Much of the outrage about Public Act 4, the Emergency Manager law centers around its disparate impact on minority school districts and cities. But this law may be coming to city or school near you even if it’s not a so-called “majority minority” area. Take a look at the data that was assembled by Progress Michigan to see how obvious that is.
This week, Perry Schools announced that it will run out of money before the end of the year. According to an article in the Argus-Press (not available online without a subscription), Perry Schools face a $1 million deficit in their budget. Perry is in Shiawassee County, a County with a population of just under 71,000 according the 2010 census. How many African Americans in Shiawassee County? 0.5 percent.
From the Argus-Press article:
Faced with the likelihood of running out of money and the need to borrow up to $1 million for the current school year, the Perry Public Schools Board of Education Monday discussed the need to file a deficit elimination plan with the state. [...]
The deficit elimination plan, which would conclude June 30, 2014, addresses a deficit that was projected to reach at least $2,115,436 by the end of the 2013-2014 school year. [...]
[Business manager and interim superintendent Jim] Lockwood’s recommendations include cutting $1,145,132 from the teacher’s union by way of layoffs, increased health insurance contributions and no step increases; cutting $335,901 through the support staff union by way of layoffs, switching employees to contractors and reducing or eliminating benefits…
In addition to these cuts, Lockwood proposes massive cuts in their IT department along with reducing services as well as withdrawing from the Perry-Morrice Alternative and Adult Education Consortium. Ironically, Perry voters approved a nearly $3 million bond last spring by a 20-point margin, about a third of which was earmarked for technology upgrades (1:1 technology, updated computers for students, smart boards, science lab technology, etc.) This proposal eliminates the technology department before implementation of the second half of the bond expenditure. Just last fall, Perry schools boasted about the bond being virtually interest-free (pdf).

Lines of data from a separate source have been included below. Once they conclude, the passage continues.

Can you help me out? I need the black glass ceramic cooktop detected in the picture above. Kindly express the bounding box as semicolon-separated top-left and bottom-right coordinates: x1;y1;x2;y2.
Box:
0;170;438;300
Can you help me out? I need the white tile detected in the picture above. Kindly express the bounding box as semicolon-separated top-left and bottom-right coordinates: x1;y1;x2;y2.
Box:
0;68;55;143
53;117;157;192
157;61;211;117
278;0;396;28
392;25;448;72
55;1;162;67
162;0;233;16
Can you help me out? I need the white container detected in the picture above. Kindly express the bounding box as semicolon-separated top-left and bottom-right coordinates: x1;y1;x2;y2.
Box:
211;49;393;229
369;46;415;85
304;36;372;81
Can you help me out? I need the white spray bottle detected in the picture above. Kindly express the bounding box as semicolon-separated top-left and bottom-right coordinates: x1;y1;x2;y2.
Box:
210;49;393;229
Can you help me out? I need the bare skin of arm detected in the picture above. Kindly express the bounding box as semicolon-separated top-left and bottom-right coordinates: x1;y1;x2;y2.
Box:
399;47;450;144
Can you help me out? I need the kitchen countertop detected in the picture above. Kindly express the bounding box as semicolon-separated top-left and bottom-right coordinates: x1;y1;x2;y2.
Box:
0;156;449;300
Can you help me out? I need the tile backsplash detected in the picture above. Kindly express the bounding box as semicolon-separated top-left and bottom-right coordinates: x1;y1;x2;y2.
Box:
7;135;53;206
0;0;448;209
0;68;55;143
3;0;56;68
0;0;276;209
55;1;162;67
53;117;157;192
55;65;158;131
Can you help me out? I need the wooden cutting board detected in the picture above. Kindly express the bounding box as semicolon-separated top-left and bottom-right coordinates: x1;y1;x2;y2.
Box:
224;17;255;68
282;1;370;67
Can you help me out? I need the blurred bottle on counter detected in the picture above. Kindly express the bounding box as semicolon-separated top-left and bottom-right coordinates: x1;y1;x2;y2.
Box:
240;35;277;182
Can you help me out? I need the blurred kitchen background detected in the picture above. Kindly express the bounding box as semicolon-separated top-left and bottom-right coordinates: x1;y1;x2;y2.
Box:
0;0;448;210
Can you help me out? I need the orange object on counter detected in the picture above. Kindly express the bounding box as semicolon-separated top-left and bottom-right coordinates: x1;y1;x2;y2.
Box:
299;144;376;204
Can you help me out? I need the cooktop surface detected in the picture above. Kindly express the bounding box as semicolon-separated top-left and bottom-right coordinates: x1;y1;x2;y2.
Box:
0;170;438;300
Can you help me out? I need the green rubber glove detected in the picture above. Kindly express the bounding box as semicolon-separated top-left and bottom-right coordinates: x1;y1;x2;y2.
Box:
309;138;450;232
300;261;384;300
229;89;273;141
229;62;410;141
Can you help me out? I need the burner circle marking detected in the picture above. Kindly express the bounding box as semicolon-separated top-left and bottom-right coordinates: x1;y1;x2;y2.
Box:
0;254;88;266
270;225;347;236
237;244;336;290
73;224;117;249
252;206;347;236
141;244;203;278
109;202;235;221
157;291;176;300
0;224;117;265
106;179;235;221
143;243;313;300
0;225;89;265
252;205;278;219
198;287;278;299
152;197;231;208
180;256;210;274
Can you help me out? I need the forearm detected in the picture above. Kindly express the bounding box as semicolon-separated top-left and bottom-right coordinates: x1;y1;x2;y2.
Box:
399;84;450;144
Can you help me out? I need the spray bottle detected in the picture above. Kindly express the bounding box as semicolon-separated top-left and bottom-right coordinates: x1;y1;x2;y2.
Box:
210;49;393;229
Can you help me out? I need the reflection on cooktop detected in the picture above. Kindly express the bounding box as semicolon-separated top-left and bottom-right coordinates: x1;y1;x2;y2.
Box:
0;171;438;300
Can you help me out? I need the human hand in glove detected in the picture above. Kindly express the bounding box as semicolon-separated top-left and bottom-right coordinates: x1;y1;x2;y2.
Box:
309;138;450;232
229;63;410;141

Clearly the brunt of these cuts is being taken by the teachers. However, as the Lockwood points out, this massive deficit is not the fault of the teachers. It is mainly due to the fact that the District has allowed its millage to drop to the lowest in the state with the exception of some tiny districts in the Upper Peninsula. Michigan law allows a maximum of 18 mils to fund schools. Perry’s millage is 14.7771 mils resulting in $1,492,751 in lost revenues.
So the district blew it and now the unionized teachers and support staff will be paying the price.
Emergency Managers: they’re not just for black people anymore.